In the church we have the most vibrant and wonderful organization, bringing to all of us the love of God and the atonement of Christ, and bringing to all the world enormous humanitarian kindness. I hope that no one will throw all that away upon discovering – wonder of wonders – that some church leaders, past or present, have not been perfect.
From my reading of hundreds of biographies, I can declare that history is full of great souls with awful flaws who nevertheless changed the world.
And so as we approach General Conference I hope that we will be humble and teachable and prayerful. It is possible that from time to time we may hear impassioned opinions about hermaphrodite pantaloons or Spanish bits and bridles, or hear ill chosen words that the speaker himself may later wish he hadn’t said.
But as long as the body of the church has the Holy Ghost, as emphasized by President J. Reuben Clark and recently repeated by Elder Christopherson, we will not be misled. Although the apostle Paul sometimes had opinions that were “not of the Lord” (see Doctrine and Covenants 74:5) and Brigham Young taught some doctrines that were not of God (such as the Adam-God theory), so long as the body of the church has the Spirit of God, such opinions and doctrines will pass away, while the rock foundation of the church remains. So long as we “prove all things, and hold fast that which is true” (as admonished by Paul), and “reason together” (as instructed by Isaiah), we can keep all that is dear in our beloved church.
And we can also keep our iPads.
And even ride with Spanish bits and bridles.

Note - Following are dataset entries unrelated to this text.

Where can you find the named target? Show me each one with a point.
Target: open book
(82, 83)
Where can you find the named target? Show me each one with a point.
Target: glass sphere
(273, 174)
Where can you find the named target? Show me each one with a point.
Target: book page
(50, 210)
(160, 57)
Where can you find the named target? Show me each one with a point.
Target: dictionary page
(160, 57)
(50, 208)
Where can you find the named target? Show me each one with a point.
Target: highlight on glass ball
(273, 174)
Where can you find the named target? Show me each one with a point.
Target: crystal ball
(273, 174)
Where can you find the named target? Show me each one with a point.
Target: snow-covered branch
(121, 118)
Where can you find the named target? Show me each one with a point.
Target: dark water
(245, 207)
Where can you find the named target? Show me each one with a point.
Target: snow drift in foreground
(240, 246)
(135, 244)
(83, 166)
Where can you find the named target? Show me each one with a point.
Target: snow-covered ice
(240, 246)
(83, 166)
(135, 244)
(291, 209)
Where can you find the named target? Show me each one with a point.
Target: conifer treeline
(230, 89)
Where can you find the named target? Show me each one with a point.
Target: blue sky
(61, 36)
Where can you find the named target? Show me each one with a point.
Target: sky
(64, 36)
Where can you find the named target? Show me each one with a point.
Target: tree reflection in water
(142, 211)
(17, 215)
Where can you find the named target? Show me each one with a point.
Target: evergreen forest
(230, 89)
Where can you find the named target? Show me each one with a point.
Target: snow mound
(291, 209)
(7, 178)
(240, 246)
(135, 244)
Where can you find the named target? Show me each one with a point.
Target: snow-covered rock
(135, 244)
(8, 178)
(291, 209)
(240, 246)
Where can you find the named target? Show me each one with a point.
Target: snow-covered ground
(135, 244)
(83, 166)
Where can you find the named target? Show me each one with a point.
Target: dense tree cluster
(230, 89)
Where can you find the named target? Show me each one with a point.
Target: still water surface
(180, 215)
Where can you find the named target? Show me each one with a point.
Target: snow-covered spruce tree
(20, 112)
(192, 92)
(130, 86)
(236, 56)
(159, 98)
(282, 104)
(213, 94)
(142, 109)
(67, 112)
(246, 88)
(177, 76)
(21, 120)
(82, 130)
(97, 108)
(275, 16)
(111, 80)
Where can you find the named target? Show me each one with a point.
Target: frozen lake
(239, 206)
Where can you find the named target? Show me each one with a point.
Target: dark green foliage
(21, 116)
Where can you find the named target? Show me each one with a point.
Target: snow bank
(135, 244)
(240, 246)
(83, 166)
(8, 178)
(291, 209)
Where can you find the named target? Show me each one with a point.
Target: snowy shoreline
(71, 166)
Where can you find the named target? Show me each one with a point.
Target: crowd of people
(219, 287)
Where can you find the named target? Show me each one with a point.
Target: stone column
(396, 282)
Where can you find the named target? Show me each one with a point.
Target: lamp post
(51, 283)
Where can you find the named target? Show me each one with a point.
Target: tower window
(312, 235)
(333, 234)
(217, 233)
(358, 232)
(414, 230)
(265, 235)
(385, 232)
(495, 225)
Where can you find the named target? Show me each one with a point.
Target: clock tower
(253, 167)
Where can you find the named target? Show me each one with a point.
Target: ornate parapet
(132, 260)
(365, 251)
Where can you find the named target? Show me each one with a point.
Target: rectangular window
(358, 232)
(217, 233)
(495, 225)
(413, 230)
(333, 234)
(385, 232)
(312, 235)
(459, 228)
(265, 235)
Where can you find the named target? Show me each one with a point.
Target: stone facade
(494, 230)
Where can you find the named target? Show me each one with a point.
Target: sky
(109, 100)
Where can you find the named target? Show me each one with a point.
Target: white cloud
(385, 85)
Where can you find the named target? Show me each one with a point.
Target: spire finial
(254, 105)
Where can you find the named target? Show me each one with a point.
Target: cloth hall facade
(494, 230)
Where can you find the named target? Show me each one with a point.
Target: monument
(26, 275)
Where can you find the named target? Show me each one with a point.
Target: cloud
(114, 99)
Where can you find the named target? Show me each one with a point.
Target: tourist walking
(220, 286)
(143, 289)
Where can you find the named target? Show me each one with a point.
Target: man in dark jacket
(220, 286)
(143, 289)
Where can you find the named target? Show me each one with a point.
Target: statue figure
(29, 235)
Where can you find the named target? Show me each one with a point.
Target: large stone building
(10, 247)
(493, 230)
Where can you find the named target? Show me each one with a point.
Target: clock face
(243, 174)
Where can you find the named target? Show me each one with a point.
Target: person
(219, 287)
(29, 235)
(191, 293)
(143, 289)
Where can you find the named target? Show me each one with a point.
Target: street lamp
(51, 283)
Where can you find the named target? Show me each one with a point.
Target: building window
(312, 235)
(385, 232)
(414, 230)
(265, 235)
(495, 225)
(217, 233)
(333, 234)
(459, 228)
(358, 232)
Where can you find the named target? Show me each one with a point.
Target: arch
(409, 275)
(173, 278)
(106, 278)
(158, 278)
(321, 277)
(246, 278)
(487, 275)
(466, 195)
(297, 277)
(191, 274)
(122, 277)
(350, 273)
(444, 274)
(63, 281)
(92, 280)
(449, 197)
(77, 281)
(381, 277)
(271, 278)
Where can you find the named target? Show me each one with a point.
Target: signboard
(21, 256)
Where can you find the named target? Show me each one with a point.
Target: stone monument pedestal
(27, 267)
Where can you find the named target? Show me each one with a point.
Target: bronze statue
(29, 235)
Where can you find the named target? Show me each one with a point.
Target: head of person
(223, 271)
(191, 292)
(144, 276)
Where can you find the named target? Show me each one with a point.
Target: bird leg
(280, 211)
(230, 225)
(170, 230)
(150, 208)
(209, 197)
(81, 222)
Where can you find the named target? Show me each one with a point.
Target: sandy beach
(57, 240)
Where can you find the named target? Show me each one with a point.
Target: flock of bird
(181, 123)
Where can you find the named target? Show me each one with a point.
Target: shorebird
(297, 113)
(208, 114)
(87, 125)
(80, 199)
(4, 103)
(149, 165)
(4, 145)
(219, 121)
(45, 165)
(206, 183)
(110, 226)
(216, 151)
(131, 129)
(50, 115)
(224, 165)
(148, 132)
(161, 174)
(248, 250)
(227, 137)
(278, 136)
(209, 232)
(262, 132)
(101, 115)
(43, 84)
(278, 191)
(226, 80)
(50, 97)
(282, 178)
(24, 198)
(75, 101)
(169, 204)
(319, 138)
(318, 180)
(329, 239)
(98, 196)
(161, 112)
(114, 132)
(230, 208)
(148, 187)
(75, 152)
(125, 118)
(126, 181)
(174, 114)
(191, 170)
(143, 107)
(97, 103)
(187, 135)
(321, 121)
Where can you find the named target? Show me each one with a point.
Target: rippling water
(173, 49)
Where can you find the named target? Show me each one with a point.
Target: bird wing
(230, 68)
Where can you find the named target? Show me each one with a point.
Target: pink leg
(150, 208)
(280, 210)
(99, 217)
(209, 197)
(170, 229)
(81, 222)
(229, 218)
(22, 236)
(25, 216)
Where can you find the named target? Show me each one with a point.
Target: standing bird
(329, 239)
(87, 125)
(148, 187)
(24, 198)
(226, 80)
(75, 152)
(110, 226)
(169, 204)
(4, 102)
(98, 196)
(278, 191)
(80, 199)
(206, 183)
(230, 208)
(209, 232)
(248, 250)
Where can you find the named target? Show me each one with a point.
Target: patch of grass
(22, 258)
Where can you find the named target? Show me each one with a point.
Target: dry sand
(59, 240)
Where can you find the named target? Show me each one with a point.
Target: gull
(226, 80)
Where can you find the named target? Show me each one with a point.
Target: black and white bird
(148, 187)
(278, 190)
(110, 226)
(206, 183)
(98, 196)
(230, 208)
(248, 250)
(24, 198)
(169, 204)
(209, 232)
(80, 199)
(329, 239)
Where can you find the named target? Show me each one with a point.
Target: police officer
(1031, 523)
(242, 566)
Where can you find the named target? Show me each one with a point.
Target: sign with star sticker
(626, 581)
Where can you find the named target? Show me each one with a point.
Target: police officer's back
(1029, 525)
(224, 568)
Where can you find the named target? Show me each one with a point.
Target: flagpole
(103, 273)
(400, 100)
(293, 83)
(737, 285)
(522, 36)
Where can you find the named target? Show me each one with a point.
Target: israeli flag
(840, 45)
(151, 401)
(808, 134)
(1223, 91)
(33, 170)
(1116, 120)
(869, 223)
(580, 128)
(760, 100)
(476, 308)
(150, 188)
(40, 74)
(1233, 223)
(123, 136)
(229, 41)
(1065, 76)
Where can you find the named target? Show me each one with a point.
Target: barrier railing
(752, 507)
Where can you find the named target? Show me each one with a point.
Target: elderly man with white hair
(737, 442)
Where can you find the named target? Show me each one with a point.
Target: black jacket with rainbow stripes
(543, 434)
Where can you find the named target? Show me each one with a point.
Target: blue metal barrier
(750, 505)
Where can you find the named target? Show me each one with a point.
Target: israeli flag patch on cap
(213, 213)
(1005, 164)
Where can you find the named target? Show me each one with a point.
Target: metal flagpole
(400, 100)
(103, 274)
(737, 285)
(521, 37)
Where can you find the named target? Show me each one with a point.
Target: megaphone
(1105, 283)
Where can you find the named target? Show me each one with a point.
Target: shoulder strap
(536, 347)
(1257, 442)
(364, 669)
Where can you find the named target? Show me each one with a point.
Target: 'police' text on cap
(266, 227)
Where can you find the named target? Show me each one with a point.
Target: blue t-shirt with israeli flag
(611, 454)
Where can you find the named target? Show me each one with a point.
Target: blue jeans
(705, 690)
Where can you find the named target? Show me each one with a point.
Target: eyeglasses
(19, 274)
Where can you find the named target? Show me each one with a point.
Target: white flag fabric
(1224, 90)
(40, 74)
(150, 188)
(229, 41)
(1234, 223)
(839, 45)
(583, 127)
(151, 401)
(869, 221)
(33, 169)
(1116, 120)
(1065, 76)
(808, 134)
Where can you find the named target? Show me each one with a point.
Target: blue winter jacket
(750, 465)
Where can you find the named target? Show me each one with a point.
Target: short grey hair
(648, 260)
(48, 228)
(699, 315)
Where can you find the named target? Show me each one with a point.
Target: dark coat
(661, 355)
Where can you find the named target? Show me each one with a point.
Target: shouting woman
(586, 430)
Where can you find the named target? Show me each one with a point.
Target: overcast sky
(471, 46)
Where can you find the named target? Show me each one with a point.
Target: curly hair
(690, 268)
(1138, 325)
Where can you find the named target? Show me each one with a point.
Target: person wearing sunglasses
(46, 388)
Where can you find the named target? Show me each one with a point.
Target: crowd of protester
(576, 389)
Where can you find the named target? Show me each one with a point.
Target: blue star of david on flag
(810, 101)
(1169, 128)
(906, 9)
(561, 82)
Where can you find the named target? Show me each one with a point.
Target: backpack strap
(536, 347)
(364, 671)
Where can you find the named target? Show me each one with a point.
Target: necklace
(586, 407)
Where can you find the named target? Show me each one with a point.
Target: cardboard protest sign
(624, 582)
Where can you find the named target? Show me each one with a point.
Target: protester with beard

1. Defenders of Thomas B. Marsh argue, almost in unison, that the cream story never happened, and that Marsh has been unjustly and repeatedly defamed. They claim that the incident is not documented in the contemporaneous minutes of church council meetings, and that no one even spoke of it until two decades later when apostle George A. Smith described it in a conference address. But Marsh defenders repeatedly overlook the best evidence of all – the letter written by Marsh himself to church leaders when he asked to be re-baptized. In that letter he explains that he had traveled to Nebraska and had made peace with the Harris’s, and had felt great joy and relief in their forgiveness. That he felt the need to explain the Harris reconciliation to high ranking church leaders reveals that he knew they were aware of the earlier quarrel and that it had played a significant role in his apostasy. That after 19 years he felt the need to personally meet and make peace with the Harris’s reveals that the matter had troubled him to the core. Although he never mentions “cream” or “milk” in his letter, that omission itself suggests that he knew those reading his letter would know exactly what he was talking about without further explanation.